An Antarctic krill's life starts with a spawning, where a mother sprays out between 6,000-10,000 eggs that are fertalized by a male as they exit her body. The eggs then spend the next ten days sink all the way to the sea floor, typically about 2-3 kilometers below the surface. There, in the utter darkness, cold and under massive water pressure, the eggs hatch into what their first laval form, with only one eye, no body segments, nor limb buds. In this form, the being their 'developmental ascent', a three week long migration back to the surface, during which time they under go two further metamorphesis, growing much needed mouth pieces so they can eat when they arrive to the surface. Antarctic krill go through no less than twelve distinct larval states, only developing gonads in their second year, and with lifespans of between 5-7 years.
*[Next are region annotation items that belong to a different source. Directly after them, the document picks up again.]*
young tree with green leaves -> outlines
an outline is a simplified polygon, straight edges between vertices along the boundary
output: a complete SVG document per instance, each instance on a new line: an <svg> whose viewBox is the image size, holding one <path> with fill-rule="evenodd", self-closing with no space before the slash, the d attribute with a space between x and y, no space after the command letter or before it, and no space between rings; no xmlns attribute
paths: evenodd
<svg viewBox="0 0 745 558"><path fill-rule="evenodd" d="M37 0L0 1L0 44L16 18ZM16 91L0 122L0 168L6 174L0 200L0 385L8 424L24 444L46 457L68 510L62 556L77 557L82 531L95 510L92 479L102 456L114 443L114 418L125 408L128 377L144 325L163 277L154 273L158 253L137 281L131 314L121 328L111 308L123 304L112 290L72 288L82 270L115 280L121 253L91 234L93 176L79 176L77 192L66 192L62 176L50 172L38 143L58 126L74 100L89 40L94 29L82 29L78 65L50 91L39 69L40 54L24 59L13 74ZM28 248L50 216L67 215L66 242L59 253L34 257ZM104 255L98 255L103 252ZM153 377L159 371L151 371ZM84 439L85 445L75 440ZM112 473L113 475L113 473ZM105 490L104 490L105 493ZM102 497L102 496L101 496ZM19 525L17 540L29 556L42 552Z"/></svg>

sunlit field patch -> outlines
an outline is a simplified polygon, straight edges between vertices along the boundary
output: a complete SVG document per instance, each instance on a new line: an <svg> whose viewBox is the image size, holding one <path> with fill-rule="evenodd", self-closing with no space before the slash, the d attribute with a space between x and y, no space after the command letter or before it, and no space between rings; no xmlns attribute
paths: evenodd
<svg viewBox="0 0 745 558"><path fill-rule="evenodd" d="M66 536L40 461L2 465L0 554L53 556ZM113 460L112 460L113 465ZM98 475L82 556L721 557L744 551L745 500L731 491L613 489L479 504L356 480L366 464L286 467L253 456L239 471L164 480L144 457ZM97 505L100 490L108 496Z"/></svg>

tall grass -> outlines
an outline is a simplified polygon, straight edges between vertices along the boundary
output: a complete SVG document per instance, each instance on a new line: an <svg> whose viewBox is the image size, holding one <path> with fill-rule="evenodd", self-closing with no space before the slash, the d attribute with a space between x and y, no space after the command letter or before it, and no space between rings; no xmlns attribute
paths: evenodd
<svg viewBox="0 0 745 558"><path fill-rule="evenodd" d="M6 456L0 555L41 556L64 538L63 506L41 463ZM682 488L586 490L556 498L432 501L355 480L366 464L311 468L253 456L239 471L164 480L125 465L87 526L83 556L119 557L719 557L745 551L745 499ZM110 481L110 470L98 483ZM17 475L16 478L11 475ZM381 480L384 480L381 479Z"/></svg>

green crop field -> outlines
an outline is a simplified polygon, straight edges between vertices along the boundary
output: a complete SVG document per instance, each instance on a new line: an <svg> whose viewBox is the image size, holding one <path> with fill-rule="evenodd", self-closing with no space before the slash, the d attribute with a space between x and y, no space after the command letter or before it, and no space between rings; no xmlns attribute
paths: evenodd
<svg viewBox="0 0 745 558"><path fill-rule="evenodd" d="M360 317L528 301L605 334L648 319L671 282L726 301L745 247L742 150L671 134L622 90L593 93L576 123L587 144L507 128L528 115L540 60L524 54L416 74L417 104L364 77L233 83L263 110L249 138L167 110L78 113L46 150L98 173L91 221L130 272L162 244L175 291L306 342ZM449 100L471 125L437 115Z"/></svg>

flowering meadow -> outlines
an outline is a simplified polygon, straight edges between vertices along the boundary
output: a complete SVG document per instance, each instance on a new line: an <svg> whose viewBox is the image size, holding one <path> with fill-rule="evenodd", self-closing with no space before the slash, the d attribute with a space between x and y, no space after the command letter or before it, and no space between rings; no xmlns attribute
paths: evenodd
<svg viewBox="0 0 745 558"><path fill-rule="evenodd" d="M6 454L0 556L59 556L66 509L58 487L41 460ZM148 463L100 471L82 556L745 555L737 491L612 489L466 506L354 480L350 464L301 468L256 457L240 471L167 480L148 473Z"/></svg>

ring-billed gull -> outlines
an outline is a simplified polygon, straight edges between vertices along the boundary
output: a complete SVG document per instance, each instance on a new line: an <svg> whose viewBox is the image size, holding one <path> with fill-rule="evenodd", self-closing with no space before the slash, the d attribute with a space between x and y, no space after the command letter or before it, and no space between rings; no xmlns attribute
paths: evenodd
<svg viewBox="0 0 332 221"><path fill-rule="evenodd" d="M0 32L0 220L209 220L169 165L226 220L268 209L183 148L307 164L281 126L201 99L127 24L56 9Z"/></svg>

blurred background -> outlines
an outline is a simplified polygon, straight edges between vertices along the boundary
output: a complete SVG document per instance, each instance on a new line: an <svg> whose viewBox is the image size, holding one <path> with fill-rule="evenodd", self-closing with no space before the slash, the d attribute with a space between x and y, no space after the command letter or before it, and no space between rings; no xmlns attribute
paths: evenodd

The photo shows a number of front legs held together in a feeding apparatus, a filtering system that enables them to scoop up phytoplankton, tiny algae that take their energy directly from the sun via photosynthesis, with vast assemblages of them existing in the waters around Antarctica. Importantly, Antarctic krill are very messy creatures. Not only do they shed their exoskeletons every two weeks, they are also messy eaters and rather inefficient digesters. This has the effect of transporting enormous amounts of plant and animal matter from the surface of the ocean down into the abyss, where it remains for the next thousand or so years, making krill a powerful agent of carbon sequestation, drivers of what is perhaps the largest biofeedback mechanism on the planet.
The main threat to Antarctic krill is ocean acidification, as carbon dioxide released by human activity is absorbed by the ocean water. Creatures that calficy shells from minerals in the water -- including crustaceans, shellfish, corals, starfish, urchins, fish larvae and an single-cell organisms known as foraminifera that live in chambered shells -- are vulnerable to increasing acidity, for the chemical reactions necessary to grow a shell become impossible in more acidic conditions. This combines with oceanic heating drastically reducing the pack ice under which krill feed during the Antarctic winter. If Antarctic krill cannot calsify their exoskeletons in an increasingly acidic ocean, then tremendous amounts of carbon will not be sequested, leading to a drastic acceleration of catastrophic climatic heating, as well as removing a key foundation of the web of life.